I have friends who swear by Python.

They rarely program with any other language, and I understand in theory the appeal. You have a language that forces you to write nicely formatted code just to make it work. You do away with redundant structure imposing syntax like braces and semicolons. No longer do you have to waste time formatting someone else's crappy code before you can work with it.

What I can't understand is how they manage to live with its horrendous approach to string processing. Python is a late bound weakly typed interpreted language with an approach to string processing that belongs in C or Assembly language. At that, all the purists are going to cry:

"Just because you don't understand encodings!!!"

Sigh. Yes. Every time I have to work with Python I go and reread Joel's fanatstic article: The Absolute Minimum Every Software Developer Absolutely, Positively Must Know About Unicode and Character Sets (No Excuses!), just to make sure I haven't missed something. Every time, I confirm that I am not a complete idiot, and I come back to wrestle with python and try and work out where in the process of passing a string around I went wrong.

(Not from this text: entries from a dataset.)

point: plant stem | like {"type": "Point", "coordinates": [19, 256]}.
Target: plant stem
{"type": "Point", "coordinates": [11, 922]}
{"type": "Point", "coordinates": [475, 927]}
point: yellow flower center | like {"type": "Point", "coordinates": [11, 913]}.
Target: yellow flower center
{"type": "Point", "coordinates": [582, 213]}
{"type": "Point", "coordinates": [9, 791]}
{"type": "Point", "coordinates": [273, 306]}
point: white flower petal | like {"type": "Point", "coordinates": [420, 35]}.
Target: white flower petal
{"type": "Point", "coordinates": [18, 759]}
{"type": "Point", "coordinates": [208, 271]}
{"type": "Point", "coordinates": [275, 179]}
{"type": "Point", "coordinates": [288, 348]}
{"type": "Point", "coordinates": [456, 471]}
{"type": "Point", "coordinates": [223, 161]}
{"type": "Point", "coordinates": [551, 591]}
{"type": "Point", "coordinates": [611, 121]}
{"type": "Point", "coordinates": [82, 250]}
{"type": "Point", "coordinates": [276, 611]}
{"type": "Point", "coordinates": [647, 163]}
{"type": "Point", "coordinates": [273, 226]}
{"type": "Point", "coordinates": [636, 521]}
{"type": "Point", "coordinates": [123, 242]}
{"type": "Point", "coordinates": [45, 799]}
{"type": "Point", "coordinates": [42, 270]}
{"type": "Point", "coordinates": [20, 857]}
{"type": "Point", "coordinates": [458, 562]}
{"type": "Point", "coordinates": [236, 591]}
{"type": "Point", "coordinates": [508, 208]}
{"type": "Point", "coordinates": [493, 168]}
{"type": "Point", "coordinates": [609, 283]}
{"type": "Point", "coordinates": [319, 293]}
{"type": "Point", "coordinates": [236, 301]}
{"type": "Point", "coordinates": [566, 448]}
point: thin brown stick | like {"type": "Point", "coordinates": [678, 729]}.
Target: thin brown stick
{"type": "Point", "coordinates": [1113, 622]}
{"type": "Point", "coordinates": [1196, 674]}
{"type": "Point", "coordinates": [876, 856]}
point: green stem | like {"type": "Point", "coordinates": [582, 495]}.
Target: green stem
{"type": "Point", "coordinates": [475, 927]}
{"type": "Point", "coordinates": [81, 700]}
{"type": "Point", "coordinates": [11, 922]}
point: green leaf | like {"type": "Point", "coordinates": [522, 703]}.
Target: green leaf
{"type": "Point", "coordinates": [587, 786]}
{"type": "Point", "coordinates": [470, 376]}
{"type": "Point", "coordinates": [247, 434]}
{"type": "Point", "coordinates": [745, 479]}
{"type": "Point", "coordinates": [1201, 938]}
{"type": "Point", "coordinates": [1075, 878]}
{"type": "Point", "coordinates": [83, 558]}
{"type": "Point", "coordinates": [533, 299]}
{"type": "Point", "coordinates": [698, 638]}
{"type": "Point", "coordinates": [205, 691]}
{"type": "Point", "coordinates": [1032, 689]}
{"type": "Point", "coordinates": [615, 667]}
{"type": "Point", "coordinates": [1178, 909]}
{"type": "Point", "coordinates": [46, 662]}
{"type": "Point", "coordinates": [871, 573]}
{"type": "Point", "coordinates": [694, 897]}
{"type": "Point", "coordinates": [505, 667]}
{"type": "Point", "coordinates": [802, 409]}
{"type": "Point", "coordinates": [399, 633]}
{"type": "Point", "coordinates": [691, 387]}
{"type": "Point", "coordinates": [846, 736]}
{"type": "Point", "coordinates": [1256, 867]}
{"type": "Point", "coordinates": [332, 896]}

The problem is partly that I use Python predominantly to scrape webpages. This means that I am always loading up badly formatted text with incomplete or missing meta-data. So to be fair maybe programmers who do not engage in this process never see the problems I see. But it is not only me, look at this thread on Stackoverflow to see how ridiculous the situation is.

I want to propose something to Python enthusiasts. Just say you are right, and the problems are entirely mine (real python programmers love having to monitor string encodings continuously). Ok sure, then:

Why not have a mode for the language that will just force all strings to be a single encoding, say UTF-8 ?

The chorus will yell back, we do. You just do: X-Y-Z

Well people I have tried all of those X-Y-Zs and they do not work. Perhaps again it something to do with my approach. I use a bunch of libraries to process the data, maybe urllib library, or beautiful soup which I use to parse things. I don't know, I am not an expert, and I shouldn't need to be just to parse strings reliably.

I don't understand why it just doesn't work. I have never wasted so much time dealing with string coding problems with any other language than I have with Python.

It should not be so hard. It really shouldn't.